Tuesday, November 21. 2006
Today I was looking at rsnake's blog where he described how visiting two URLs in a row bypassed a CSRF protection implemented by last.fm. While it is funny that someone believes enforcing some kind of application flow control by URL checks can stop CSRF it was not what caught my attention.
It was one of the comments to that post that annoyed me. People like my special "friend" have claimed in the past that with an XSS on the site all CSRF protections are doomed. This is however not true.

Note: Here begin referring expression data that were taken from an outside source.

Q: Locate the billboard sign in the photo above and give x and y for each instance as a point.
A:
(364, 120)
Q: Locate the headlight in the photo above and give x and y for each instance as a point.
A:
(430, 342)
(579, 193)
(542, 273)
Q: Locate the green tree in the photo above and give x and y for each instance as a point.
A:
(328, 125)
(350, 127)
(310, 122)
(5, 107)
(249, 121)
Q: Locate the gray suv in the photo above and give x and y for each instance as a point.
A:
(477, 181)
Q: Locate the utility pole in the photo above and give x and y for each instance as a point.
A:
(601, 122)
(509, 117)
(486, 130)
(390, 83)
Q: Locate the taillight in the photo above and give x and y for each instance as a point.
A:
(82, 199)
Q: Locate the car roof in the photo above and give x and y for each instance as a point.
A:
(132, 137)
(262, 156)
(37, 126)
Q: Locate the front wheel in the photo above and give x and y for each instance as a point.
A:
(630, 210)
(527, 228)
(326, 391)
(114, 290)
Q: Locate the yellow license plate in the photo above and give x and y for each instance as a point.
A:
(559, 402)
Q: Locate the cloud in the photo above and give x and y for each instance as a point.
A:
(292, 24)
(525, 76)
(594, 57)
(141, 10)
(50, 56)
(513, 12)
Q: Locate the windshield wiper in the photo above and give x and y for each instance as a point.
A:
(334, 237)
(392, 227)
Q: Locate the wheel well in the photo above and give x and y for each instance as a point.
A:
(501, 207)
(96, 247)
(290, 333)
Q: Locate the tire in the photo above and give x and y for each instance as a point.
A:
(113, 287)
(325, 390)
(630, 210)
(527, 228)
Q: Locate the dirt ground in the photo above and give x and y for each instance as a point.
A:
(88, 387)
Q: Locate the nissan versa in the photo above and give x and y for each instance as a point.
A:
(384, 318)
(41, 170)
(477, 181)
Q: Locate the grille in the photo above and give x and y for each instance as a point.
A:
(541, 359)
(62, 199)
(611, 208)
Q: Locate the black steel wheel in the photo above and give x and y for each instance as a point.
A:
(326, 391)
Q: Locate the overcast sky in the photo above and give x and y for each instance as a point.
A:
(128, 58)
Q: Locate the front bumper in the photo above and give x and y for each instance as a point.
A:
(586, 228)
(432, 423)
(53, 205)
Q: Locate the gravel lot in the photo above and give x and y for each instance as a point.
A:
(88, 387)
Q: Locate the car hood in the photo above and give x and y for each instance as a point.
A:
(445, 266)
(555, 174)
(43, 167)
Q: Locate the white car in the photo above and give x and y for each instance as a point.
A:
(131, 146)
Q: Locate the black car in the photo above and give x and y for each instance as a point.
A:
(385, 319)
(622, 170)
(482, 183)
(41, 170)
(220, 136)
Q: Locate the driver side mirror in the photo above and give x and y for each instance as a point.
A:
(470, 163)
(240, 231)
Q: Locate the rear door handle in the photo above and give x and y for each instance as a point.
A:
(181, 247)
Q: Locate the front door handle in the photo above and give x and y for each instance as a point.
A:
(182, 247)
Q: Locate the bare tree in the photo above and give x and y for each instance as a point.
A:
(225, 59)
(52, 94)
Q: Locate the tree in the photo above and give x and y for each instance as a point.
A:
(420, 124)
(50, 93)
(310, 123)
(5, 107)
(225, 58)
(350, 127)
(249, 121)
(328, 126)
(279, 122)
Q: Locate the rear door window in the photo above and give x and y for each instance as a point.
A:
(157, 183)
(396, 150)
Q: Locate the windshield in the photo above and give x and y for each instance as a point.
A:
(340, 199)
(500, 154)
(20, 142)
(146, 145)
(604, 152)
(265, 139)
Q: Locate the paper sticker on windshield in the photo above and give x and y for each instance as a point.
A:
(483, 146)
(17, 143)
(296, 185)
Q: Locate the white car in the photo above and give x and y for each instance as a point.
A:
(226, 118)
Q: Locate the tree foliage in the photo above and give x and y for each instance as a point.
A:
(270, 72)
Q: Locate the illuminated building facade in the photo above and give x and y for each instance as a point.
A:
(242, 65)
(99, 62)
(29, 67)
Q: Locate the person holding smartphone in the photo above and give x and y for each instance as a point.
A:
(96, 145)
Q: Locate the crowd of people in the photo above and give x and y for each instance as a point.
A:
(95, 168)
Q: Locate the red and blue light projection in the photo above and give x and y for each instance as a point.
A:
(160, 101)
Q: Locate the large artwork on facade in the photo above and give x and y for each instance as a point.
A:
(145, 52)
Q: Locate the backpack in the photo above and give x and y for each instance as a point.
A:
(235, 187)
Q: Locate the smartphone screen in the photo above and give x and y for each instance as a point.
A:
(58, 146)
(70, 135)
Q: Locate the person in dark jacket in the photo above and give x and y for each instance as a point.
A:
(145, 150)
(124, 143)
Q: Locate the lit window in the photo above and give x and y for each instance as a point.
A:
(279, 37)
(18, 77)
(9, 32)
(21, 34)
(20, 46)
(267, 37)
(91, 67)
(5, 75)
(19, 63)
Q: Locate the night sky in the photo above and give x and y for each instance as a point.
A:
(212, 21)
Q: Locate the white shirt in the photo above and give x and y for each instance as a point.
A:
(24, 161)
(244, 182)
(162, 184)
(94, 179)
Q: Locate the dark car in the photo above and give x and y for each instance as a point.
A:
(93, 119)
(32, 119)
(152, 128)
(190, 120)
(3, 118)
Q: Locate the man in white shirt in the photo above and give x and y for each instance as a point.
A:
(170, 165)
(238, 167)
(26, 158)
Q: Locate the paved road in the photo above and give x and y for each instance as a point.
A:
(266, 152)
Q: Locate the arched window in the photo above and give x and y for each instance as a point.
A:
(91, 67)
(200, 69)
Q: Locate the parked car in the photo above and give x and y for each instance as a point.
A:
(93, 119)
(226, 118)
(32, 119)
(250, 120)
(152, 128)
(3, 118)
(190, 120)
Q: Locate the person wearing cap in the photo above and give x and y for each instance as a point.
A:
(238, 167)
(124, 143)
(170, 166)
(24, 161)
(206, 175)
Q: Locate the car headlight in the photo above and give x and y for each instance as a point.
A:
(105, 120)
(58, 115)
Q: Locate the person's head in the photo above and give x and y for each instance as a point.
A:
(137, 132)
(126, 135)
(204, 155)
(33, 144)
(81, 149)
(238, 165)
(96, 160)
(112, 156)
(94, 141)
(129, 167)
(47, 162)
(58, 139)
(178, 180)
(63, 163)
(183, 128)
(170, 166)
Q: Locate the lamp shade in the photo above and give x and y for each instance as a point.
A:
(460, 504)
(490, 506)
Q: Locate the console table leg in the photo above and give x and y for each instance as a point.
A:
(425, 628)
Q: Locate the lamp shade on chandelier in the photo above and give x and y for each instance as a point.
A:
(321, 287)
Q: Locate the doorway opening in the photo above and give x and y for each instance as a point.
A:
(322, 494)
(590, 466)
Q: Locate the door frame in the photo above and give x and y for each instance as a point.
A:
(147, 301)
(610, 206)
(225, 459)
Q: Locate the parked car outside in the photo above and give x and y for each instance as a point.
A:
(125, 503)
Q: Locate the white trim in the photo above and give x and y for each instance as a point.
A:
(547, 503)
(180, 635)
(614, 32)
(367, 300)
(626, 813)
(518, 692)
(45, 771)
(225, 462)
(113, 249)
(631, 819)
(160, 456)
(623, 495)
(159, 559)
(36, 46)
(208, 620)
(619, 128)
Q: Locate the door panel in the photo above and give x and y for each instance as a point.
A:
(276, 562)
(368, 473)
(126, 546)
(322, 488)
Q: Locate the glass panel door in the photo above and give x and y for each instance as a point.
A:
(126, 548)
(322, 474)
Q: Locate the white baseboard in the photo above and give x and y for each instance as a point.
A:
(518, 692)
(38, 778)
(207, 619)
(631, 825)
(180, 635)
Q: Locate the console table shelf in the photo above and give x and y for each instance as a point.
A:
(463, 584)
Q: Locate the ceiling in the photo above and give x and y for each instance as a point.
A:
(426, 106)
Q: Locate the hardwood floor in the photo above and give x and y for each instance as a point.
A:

The problem with XSS and simple CSRF protections is that at the moment there is an XSS on a site, the attack becomes a local one and is no longer a Cross Site Request Forgery. Because JavaScript comes with neat things like XMLHttpRequest or FlashRequest it becomes possible to read tokens embedded in local HTML forms and even fake HTTP headers. Therefore XSS can be used as a simple browser remote control.
However XSS attacks are limited (if there is no browser bug) to the current domain, therefore the answer to XSS attacks against CSRF protections is very simple: Keep XSS away from the HTML form's domain. For the application design this means: embedd all HTML forms in IFRAMEs that use a different source domain.
Example:
<iframe src="http://session_id.formular_id.example.com/">
While this makes application design trickier it keeps XSS from remote controlling your browser. If you embedd a formular id into the domain you can even have XSS in one of your formulars and XSS can still not control the other forms.
Update: the iframe URL was a bit unclear.... the formular_id is NOT the formular token. That is still embedded in the FORM. The id is simply an id that is different for all forms. Same for the session_id. It is not necessary the session_id of the user but an "encoded or encrypted" variant that allows having different domain names for different sessions.